Le ministère de la Culture s’en est avisé, mais il a dû céder aux collectivités territoriales la charge principale de leur soutien, car les institutions nationales installées à Paris absorbent près de la moitié de son budget. En dehors des quatre théâtres nationaux, il veille sur l’Opéra de Paris, l’Opéra-Comique, l’Orchestre de Paris, le Parc de la Villette, le département des spectacles du Centre Georges-Pompidou, la Cité de la musique (en charge de la salle Pleyel), et le Centre national de la danse (sis à Pantin), sans compter le futur auditorium de la Villette, classé parmi les projets « décentralisés10 ». La déconcentration, opérée en 1998 et 1999 au profit des directions régionales des affaires culturelles (Drac), n’a pas changé grand-chose à l’inégale répartition des crédits. Les organisations professionnelles, Syndicat des directeurs d’entreprises artistiques et culturelles (Syndeac) en tête, ont fini par s’en accommoder après avoir craint qu’elle ne prélude au retrait de l’État. Réalistes, elles ont aussi surmonté leurs préventions face à la décentralisation, même si elles suspectent encore certains élus locaux de brader « l’excellence artistique » et « l’indépendance de la création » contre des effets d’image et des paquets de votes.

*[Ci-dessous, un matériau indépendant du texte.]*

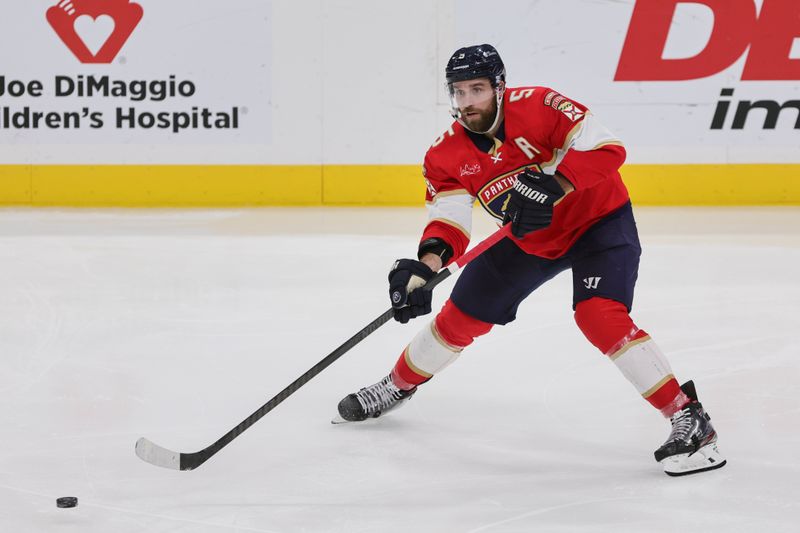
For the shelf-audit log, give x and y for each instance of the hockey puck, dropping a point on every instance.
(67, 502)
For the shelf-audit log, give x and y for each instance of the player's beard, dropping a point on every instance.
(483, 121)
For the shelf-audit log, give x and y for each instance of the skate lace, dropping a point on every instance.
(681, 425)
(379, 396)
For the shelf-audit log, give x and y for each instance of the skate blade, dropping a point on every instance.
(704, 459)
(339, 420)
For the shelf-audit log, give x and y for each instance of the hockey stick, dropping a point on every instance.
(160, 456)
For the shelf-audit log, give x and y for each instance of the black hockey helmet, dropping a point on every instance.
(478, 61)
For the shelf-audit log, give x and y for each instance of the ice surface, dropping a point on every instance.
(175, 325)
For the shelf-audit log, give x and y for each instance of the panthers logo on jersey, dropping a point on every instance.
(494, 195)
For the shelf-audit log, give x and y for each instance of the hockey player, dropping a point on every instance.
(544, 164)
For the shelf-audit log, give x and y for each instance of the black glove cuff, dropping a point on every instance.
(435, 246)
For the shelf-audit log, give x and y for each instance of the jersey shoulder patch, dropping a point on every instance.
(572, 110)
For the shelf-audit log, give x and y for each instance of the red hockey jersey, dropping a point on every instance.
(541, 129)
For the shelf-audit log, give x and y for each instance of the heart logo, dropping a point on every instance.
(95, 30)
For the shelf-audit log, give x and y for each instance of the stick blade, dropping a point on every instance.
(154, 454)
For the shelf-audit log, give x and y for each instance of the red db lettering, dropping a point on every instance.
(770, 36)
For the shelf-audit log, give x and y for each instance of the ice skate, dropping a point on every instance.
(692, 444)
(372, 402)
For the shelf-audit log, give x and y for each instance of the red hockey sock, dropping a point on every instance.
(436, 346)
(607, 324)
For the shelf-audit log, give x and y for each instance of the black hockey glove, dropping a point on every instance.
(530, 205)
(409, 297)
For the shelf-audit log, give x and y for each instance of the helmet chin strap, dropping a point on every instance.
(499, 98)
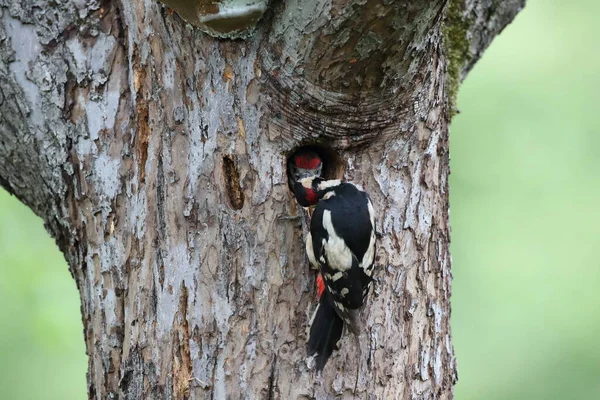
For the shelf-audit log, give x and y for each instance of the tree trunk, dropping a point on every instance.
(156, 156)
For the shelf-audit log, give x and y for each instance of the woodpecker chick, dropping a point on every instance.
(304, 164)
(341, 244)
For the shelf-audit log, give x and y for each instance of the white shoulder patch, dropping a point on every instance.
(371, 213)
(310, 251)
(338, 254)
(369, 257)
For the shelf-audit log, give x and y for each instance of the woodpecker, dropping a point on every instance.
(341, 244)
(303, 164)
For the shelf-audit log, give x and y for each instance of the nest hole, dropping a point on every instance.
(333, 164)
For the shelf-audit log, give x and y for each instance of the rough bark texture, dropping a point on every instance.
(156, 156)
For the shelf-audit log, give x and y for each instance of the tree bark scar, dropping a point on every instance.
(235, 195)
(182, 364)
(272, 383)
(141, 114)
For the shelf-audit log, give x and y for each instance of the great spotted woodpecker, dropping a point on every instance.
(304, 164)
(341, 244)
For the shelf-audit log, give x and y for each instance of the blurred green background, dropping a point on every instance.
(525, 199)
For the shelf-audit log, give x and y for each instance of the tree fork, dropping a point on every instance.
(156, 154)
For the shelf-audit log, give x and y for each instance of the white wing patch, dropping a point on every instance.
(371, 213)
(369, 257)
(310, 251)
(339, 255)
(327, 184)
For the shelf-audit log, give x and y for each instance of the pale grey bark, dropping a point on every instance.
(156, 156)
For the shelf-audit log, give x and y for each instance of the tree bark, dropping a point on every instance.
(156, 156)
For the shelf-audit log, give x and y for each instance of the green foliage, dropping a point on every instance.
(525, 190)
(454, 29)
(42, 352)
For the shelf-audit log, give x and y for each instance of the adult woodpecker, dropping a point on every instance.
(341, 244)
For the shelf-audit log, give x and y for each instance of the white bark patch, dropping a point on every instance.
(27, 48)
(107, 172)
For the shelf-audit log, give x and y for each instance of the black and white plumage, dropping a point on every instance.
(341, 244)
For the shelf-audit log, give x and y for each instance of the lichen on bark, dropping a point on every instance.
(454, 28)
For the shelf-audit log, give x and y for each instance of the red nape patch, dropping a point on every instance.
(320, 286)
(311, 196)
(307, 161)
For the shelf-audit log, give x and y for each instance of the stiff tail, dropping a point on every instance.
(325, 332)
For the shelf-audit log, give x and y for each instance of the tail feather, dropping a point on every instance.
(325, 332)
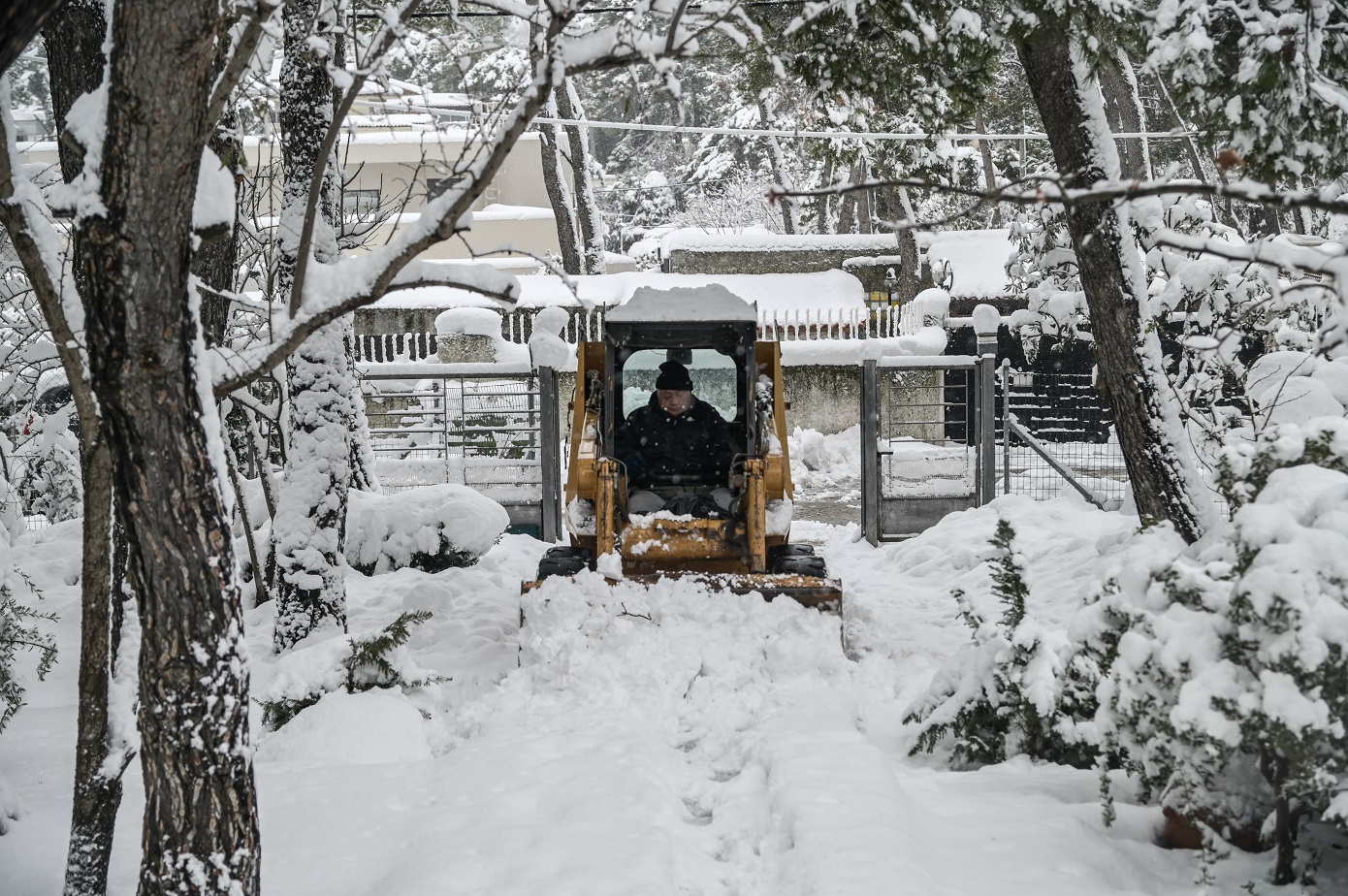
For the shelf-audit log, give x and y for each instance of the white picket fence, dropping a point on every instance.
(588, 325)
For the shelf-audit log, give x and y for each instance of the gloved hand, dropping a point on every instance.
(636, 466)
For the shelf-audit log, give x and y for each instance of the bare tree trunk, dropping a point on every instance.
(1123, 111)
(823, 209)
(559, 194)
(850, 205)
(214, 262)
(780, 172)
(76, 62)
(1161, 469)
(309, 529)
(864, 216)
(587, 209)
(989, 174)
(201, 814)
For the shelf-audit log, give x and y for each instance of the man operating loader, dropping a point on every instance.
(677, 450)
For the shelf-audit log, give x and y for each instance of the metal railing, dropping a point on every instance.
(795, 325)
(928, 441)
(1060, 438)
(494, 430)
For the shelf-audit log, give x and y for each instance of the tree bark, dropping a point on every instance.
(989, 174)
(587, 210)
(216, 262)
(309, 529)
(201, 814)
(1123, 111)
(559, 196)
(76, 64)
(1165, 483)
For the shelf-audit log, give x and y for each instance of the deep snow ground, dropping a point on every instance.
(650, 741)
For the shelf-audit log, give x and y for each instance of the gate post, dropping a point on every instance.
(987, 429)
(870, 452)
(549, 456)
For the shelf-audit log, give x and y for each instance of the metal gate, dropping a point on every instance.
(491, 428)
(928, 441)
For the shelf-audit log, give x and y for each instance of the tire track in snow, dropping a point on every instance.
(750, 721)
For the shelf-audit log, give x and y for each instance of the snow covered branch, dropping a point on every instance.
(238, 368)
(1041, 189)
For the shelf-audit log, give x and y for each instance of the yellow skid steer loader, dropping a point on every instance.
(714, 335)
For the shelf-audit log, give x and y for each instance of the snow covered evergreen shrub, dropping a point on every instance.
(351, 663)
(1015, 688)
(20, 629)
(1230, 690)
(429, 528)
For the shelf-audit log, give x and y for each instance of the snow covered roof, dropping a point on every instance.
(825, 290)
(978, 259)
(711, 302)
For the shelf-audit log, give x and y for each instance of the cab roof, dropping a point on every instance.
(712, 304)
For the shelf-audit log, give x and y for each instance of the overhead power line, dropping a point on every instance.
(481, 14)
(835, 135)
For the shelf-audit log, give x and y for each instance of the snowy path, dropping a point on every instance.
(722, 747)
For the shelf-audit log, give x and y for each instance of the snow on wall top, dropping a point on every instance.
(829, 290)
(978, 259)
(762, 241)
(711, 302)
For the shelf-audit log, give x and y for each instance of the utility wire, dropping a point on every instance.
(830, 135)
(464, 14)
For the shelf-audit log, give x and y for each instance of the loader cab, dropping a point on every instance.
(708, 331)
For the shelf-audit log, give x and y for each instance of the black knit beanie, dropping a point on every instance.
(674, 376)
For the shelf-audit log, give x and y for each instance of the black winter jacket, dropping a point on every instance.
(695, 443)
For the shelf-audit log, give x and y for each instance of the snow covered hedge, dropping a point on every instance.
(1230, 690)
(429, 528)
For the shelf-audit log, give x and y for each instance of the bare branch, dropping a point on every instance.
(239, 59)
(242, 369)
(1050, 189)
(382, 45)
(26, 217)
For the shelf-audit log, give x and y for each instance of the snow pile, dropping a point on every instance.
(429, 527)
(978, 259)
(469, 322)
(825, 463)
(366, 728)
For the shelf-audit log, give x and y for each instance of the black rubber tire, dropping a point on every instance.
(801, 564)
(550, 566)
(567, 550)
(778, 551)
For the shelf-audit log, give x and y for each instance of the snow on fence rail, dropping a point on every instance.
(588, 325)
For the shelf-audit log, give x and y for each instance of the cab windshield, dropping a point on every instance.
(714, 377)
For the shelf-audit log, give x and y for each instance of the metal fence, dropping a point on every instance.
(928, 438)
(1063, 438)
(585, 325)
(493, 430)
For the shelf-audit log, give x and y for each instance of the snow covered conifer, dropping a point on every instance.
(1003, 694)
(1230, 690)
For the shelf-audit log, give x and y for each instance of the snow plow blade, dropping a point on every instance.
(808, 591)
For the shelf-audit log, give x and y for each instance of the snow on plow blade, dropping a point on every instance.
(808, 591)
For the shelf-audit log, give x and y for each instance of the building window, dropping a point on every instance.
(359, 204)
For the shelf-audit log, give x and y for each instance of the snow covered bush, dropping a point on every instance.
(353, 664)
(1230, 690)
(1015, 688)
(431, 528)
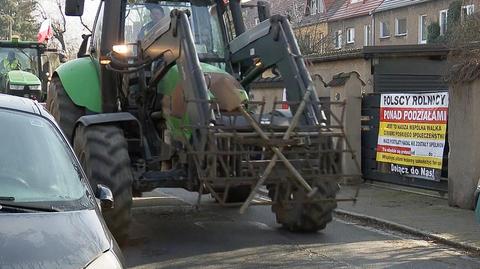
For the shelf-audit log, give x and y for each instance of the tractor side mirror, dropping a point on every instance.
(105, 195)
(74, 7)
(82, 51)
(263, 9)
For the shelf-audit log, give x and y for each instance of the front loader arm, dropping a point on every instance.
(173, 43)
(272, 43)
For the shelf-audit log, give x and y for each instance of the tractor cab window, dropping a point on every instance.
(25, 59)
(141, 18)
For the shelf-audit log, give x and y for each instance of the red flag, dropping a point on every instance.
(45, 31)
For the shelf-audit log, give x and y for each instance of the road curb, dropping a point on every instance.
(409, 230)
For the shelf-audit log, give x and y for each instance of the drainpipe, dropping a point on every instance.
(373, 29)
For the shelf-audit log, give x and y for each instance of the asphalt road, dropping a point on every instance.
(169, 233)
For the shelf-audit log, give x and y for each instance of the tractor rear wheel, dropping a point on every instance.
(59, 104)
(103, 153)
(297, 213)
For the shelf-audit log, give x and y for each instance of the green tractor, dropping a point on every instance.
(160, 99)
(22, 70)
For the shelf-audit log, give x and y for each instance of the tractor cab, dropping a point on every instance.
(21, 71)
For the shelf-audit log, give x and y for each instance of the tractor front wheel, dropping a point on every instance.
(298, 213)
(103, 153)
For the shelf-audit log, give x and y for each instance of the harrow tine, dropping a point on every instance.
(277, 151)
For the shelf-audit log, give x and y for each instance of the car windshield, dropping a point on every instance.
(36, 165)
(141, 18)
(26, 57)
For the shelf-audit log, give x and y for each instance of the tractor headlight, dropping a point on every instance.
(17, 87)
(127, 50)
(106, 260)
(35, 87)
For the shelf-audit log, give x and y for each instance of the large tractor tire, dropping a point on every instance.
(299, 215)
(59, 104)
(103, 153)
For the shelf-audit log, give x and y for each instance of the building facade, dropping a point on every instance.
(405, 22)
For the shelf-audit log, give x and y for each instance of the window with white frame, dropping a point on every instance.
(316, 6)
(338, 39)
(422, 29)
(442, 20)
(367, 35)
(468, 10)
(400, 26)
(350, 35)
(384, 29)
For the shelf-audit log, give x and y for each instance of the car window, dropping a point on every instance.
(35, 163)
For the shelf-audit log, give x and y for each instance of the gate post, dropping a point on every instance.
(347, 87)
(464, 140)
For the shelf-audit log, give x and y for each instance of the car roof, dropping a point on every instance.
(21, 104)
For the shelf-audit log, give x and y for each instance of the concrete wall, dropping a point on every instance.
(328, 69)
(351, 122)
(464, 142)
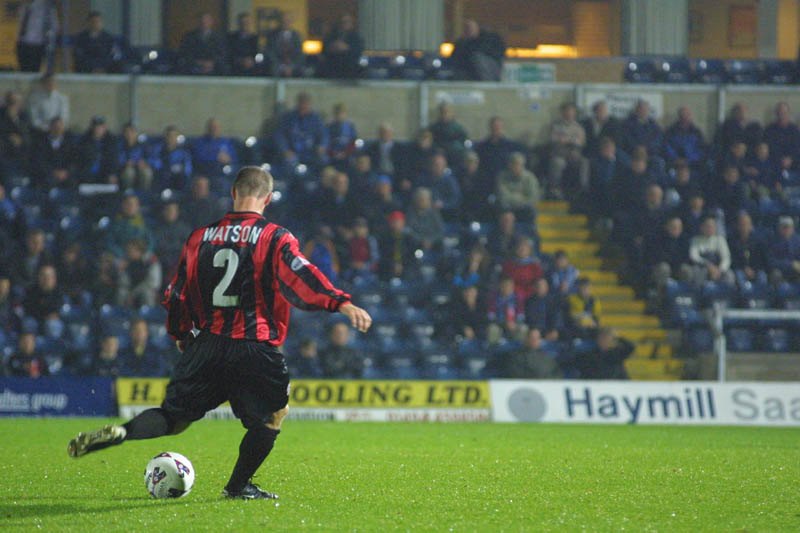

En 2006, la loi organique sur les lois de finances (Lolf) a modifié la présentation des dépenses, englobées dorénavant en majeure part, consommations et investissements additionnés, à l’action « soutien à la création, à la production et à la diffusion du spectacle vivant », au sein du programme 131 « création » de la mission « culture » du budget de la nation. Si l’on en croit le rapport de la commission des affaires culturelles du Sénat, les « moyens d’intervention » déconcentrés atteignent seulement 336 millions d’euros en 2007, soit 52, 9% de cette enveloppe, contre 290, 13 millions (47, 1 %) pour les établissements nationaux. Il faut y ajouter des sommes inscrites au titre du programme 224 « transmission des savoirs et démocratisation culturelle » pour obtenir le montant des crédits en faveur des arts du spectacle : 728, 8 millions d’euros, soit environ 24, 65 % du total de la mission « culture11 ». En théorie, les ordonnateurs gagnent en liberté de manœuvre pour virer des sommes d’une ligne à l’autre. Mais avec seulement 3 à 4 millions d’euros de mesures nouvelles en 2007 pour les crédits déconcentrés, toutes disciplines du spectacle confondues – à comparer aux 9, 3 millions d’euros supplémentaires consacrés par l’administration centrale à creuser une salle de répétition sous les colonnes de Buren pour la Comédie-Française, à permettre à l’Odéon de gérer le site du boulevard Berthier en plus de son siège historique, à renforcer les moyens de l’Opéra-Comique, à participer au programme de Pleyel, à monter des événements sous la verrière du Grand-Palais, à contribuer aux travaux de l’auditorium de la Villette –, il est difficile d’appliquer « la politique d’ouverture des lieux (résidences ou permanence artistique) et [de] soutien à la création et au renouvellement des formes (maquettes, compagnonnage, commande…) » promise par le ministre lors de sa conférence de presse budgétaire12. Dans ces conditions, l’essor des institutions décentralisées, la résorption des problèmes de diffusion, la stabilisation des emplois d’artistes et de techniciens reposent surtout sur les collectivités territoriales.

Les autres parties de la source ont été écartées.